All over the world, children, teenagers, and adolescents are found always holding smart phones in their hands, and navigating from one site to the other. They do this in the morning, afternoon, and night daily. They do not agree to switch off their phones even when they are in the Church. As the sermon is going on, they are playing games and chatting with their friends. Children and young people of this era do not read their books as it used to be in the past. The screen technology has totally replaced the love for reading. They cannot differentiate between the Parts of Speech and the Figures of Speech. Neither do they know the difference between chalk and cheese. Education has fallen to the lowest ebb globally as a result of the proliferation of technology and excessive screen time. The problem is not the technology itself, but the wrong habit of using it. There was a day I met two boys (siblings) in a business centre. They were between 8 and 11 years old. They came to take passport pictures either for their international passports processing or school admission. When they were asked to sit down for capturing by the camera, they declined because they were still busy playing games in their smart phones. Their indulgent mother was not able to persuade them to get up for the capturing.

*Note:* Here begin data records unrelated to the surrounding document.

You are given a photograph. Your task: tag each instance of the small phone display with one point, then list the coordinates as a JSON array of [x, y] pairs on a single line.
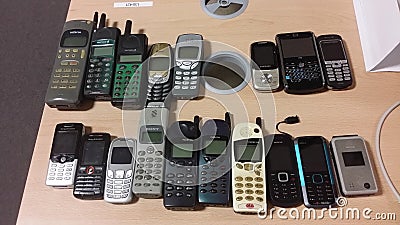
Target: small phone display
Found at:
[[316, 172]]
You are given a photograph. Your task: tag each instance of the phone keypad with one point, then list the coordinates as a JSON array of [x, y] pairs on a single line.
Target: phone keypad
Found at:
[[149, 168], [89, 181], [296, 72], [118, 184], [214, 178], [186, 80], [180, 183], [319, 189], [99, 75], [61, 171], [127, 81], [284, 186], [338, 70], [67, 74]]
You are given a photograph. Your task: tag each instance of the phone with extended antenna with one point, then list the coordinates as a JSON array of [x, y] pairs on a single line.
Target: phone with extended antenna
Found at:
[[188, 56], [91, 171], [316, 172], [149, 170], [64, 155], [248, 168], [65, 85], [161, 62], [180, 189], [120, 165], [281, 171], [99, 73], [129, 89], [214, 162]]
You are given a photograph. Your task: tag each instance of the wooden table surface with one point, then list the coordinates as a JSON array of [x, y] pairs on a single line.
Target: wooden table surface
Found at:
[[355, 111]]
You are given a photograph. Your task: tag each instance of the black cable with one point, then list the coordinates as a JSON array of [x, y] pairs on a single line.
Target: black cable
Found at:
[[287, 120]]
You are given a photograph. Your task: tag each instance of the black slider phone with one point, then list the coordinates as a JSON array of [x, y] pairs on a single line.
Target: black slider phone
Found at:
[[316, 172], [281, 171], [299, 62], [100, 70], [180, 189], [335, 63], [130, 82], [91, 170], [215, 163]]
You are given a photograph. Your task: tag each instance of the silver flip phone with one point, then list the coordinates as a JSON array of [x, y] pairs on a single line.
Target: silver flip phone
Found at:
[[120, 165], [354, 169]]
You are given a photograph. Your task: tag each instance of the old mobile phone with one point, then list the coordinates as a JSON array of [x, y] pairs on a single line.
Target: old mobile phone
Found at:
[[335, 63], [265, 71], [188, 56], [248, 168], [64, 155], [120, 165], [161, 62], [180, 189], [99, 72], [282, 172], [215, 163], [316, 172], [129, 91], [353, 165], [65, 86], [91, 171], [149, 170], [299, 63]]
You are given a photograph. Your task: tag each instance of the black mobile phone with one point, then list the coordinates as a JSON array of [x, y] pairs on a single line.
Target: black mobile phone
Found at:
[[180, 189], [100, 69], [299, 62], [91, 170], [215, 163], [65, 85], [265, 72], [130, 82], [316, 172], [282, 172], [335, 64], [64, 155]]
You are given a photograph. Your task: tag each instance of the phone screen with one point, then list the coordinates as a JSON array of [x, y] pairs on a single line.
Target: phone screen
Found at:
[[182, 151], [93, 152], [332, 50], [65, 142], [279, 157], [264, 56], [312, 155], [121, 155], [248, 150], [298, 47]]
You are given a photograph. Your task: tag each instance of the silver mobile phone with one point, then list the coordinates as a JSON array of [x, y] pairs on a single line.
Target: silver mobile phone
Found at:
[[354, 169], [120, 165]]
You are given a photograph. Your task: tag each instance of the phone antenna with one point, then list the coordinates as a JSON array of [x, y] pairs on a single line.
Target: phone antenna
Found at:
[[128, 27], [102, 20]]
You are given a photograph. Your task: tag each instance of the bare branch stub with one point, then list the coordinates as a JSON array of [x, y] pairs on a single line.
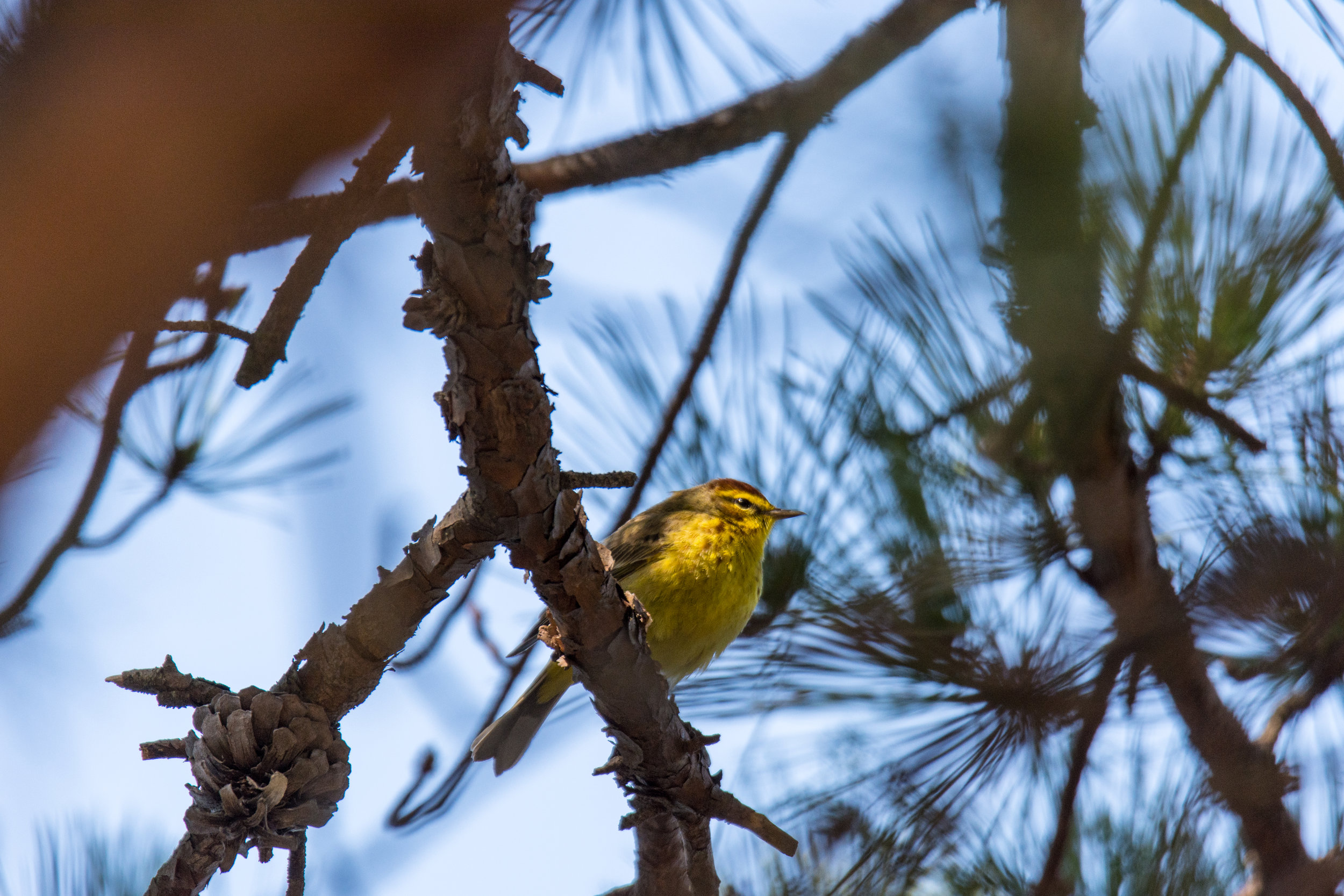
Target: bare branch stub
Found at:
[[171, 687], [787, 106], [267, 346], [776, 109], [616, 480]]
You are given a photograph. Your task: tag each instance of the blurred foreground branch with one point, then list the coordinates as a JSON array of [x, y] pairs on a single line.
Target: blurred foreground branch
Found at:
[[133, 374], [737, 254], [1217, 19]]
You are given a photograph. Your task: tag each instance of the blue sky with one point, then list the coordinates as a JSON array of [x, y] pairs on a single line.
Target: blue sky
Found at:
[[281, 564]]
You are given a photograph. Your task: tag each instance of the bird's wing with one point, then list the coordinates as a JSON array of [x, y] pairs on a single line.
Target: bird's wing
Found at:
[[636, 544]]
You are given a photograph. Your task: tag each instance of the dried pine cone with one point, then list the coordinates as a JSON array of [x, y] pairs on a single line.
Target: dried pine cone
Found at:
[[267, 766]]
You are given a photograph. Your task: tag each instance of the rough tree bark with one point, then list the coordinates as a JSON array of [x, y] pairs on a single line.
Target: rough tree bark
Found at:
[[1074, 372], [777, 109], [480, 277], [139, 132]]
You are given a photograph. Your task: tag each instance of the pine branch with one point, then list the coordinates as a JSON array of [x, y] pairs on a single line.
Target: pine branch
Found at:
[[276, 224], [1093, 714], [791, 106], [1192, 402], [347, 214], [741, 241], [1160, 210], [778, 109], [1055, 276], [479, 281], [132, 375], [1217, 20], [424, 653]]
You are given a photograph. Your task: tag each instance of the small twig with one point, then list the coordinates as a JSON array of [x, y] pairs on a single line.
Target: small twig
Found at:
[[741, 241], [1197, 405], [1162, 206], [171, 687], [484, 637], [424, 653], [170, 749], [297, 857], [1093, 714], [268, 345], [617, 480], [1217, 19], [727, 808], [276, 224], [216, 328], [130, 378]]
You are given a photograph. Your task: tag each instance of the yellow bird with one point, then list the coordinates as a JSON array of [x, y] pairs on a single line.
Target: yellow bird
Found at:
[[694, 561]]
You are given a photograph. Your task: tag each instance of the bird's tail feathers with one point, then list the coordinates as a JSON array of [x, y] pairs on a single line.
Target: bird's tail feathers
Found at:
[[509, 736]]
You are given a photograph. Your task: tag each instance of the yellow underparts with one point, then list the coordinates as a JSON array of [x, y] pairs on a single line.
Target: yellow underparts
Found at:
[[700, 591], [699, 596]]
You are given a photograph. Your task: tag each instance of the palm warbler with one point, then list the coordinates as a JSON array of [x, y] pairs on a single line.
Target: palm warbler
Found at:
[[694, 561]]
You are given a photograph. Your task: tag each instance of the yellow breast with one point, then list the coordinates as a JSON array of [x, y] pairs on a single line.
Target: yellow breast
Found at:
[[699, 593]]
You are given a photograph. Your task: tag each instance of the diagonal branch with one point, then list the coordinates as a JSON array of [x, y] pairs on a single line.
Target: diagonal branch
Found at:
[[1217, 20], [132, 375], [789, 106], [1162, 206], [1292, 706], [347, 214], [741, 241], [1192, 402], [216, 328], [424, 653], [276, 224], [480, 277], [777, 109], [1093, 714]]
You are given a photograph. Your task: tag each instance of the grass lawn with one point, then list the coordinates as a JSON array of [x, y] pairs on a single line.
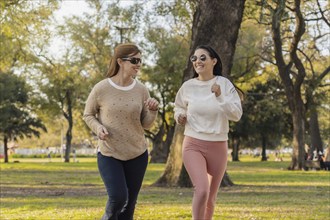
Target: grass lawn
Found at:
[[38, 189]]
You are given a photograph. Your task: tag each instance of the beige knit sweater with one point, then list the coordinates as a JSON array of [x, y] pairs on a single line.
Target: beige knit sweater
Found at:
[[123, 112]]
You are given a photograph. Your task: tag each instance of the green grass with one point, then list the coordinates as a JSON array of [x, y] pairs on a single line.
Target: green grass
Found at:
[[38, 189]]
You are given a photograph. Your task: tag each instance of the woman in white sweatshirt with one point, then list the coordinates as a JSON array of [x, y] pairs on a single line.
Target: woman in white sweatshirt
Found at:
[[204, 105]]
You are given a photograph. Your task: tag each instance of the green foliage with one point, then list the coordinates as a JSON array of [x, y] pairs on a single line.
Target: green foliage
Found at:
[[264, 190], [23, 28], [17, 119]]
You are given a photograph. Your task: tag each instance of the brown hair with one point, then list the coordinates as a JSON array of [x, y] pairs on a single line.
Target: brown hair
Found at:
[[121, 51]]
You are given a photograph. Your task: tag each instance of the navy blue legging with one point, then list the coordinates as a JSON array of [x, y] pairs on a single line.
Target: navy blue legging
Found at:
[[123, 180]]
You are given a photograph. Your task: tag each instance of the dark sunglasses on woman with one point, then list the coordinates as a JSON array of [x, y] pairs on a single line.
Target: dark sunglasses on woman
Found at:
[[194, 58], [133, 60]]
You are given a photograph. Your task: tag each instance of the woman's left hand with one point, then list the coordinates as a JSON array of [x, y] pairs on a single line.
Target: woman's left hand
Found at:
[[216, 89], [152, 104]]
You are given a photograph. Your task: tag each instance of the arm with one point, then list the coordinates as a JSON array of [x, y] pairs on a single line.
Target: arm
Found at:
[[90, 112], [180, 108], [149, 111], [230, 102]]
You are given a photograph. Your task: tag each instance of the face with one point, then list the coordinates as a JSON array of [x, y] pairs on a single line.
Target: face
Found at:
[[131, 64], [202, 62]]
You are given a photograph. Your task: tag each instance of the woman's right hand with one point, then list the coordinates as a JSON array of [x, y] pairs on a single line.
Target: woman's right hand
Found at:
[[182, 119], [102, 133]]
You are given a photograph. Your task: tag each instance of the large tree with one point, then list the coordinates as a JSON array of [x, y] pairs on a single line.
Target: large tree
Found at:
[[289, 21], [215, 23]]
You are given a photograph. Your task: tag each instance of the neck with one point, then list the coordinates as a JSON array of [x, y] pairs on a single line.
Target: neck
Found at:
[[205, 77], [122, 80]]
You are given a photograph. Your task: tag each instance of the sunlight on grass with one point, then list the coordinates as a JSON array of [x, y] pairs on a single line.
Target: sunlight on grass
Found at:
[[263, 190]]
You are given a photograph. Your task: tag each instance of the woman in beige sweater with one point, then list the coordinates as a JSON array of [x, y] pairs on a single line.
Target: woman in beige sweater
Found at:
[[117, 110]]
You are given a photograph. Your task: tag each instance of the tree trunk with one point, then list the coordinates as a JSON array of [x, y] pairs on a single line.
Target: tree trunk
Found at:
[[5, 142], [174, 162], [263, 153], [215, 23], [292, 85], [316, 140], [235, 152], [68, 117]]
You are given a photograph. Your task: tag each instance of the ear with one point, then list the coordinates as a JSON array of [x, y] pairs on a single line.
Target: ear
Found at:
[[119, 61], [215, 61]]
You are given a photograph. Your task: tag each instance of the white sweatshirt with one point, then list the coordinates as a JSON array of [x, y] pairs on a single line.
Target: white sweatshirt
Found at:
[[207, 115]]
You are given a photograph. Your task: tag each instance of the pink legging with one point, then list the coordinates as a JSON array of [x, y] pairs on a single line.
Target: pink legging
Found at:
[[205, 162]]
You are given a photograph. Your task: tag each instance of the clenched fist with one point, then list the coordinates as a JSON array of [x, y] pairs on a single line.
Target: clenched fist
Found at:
[[216, 89], [182, 119]]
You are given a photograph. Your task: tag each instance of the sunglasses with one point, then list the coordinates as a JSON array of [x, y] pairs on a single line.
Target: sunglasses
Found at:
[[132, 60], [194, 58]]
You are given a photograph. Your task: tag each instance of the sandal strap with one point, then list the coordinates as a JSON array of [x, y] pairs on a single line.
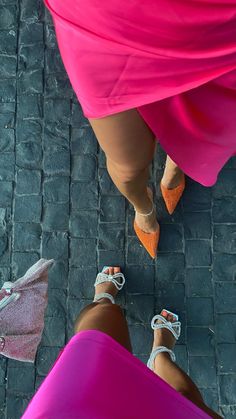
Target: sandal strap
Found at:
[[102, 277], [104, 295], [173, 327], [155, 352]]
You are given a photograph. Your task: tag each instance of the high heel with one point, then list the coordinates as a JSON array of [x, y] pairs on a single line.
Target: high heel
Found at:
[[148, 240], [172, 196]]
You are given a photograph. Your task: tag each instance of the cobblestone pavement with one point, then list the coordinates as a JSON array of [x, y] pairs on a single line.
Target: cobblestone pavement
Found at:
[[57, 201]]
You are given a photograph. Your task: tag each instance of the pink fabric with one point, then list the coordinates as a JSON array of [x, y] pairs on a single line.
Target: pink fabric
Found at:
[[22, 306], [96, 378], [130, 54]]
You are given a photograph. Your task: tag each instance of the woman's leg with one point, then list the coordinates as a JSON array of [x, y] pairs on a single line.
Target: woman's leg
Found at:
[[105, 316], [129, 145], [172, 374]]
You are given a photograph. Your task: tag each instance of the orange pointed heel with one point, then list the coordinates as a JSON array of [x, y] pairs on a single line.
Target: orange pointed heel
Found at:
[[148, 240], [172, 196]]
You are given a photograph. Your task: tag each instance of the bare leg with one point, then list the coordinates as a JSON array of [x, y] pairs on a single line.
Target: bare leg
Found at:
[[172, 174], [129, 146], [105, 316], [172, 374]]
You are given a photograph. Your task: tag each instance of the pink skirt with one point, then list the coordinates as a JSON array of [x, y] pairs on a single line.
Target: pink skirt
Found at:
[[175, 61], [96, 378]]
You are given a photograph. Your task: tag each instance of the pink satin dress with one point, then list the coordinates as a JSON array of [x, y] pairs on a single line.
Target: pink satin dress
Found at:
[[173, 60], [96, 378]]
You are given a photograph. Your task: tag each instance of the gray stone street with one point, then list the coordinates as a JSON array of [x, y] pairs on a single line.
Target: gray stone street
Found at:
[[57, 201]]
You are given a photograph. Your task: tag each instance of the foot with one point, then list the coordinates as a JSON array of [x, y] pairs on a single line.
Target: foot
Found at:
[[163, 337], [149, 223], [172, 175], [108, 287]]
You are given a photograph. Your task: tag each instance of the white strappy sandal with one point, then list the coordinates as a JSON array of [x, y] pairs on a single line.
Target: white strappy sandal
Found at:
[[173, 327], [117, 279]]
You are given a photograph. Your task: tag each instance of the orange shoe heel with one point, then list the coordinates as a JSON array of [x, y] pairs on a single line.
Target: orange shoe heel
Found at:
[[148, 240], [172, 196]]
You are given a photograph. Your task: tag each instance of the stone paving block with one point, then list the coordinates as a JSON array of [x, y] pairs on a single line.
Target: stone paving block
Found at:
[[29, 130], [31, 33], [202, 370], [56, 189], [226, 358], [144, 345], [28, 208], [5, 193], [46, 356], [28, 182], [111, 236], [224, 267], [197, 225], [225, 297], [8, 66], [58, 275], [57, 163], [210, 397], [56, 304], [83, 141], [30, 106], [171, 238], [140, 309], [112, 208], [140, 279], [26, 236], [110, 257], [226, 328], [31, 10], [57, 110], [8, 41], [55, 245], [106, 185], [21, 380], [81, 282], [224, 239], [7, 166], [227, 389], [31, 57], [201, 341], [54, 332], [200, 311], [22, 261], [84, 224], [3, 370], [83, 252], [198, 253], [224, 210], [84, 168], [56, 217], [30, 81], [137, 254], [8, 17], [56, 137], [7, 90], [182, 357], [15, 406], [53, 61], [199, 282], [226, 184], [196, 197], [84, 196], [7, 140]]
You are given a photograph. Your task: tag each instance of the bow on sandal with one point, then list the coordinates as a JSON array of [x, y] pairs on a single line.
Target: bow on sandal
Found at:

It took the intervention of people in the business centre before they left their games to proceed with what they came for. If these boys could be so addicted to the screen to behave that way in public, it obviously means that they have no time for reading at home. It also means that their parents, especially their mother, are inactive and indulgent as well. We all saw the true power of screen addiction and the glaring evidence of poor parenting in that family within that short space of time. These boys were just like a rudderless ship drifting towards an iceberg! It is meaningless to have children that we cannot raise up properly.
In summary, by setting limits on excessive screen time and promoting healthy screen use habits, parents, caregivers, and educators can help children achieve academic success and develop essential life skills.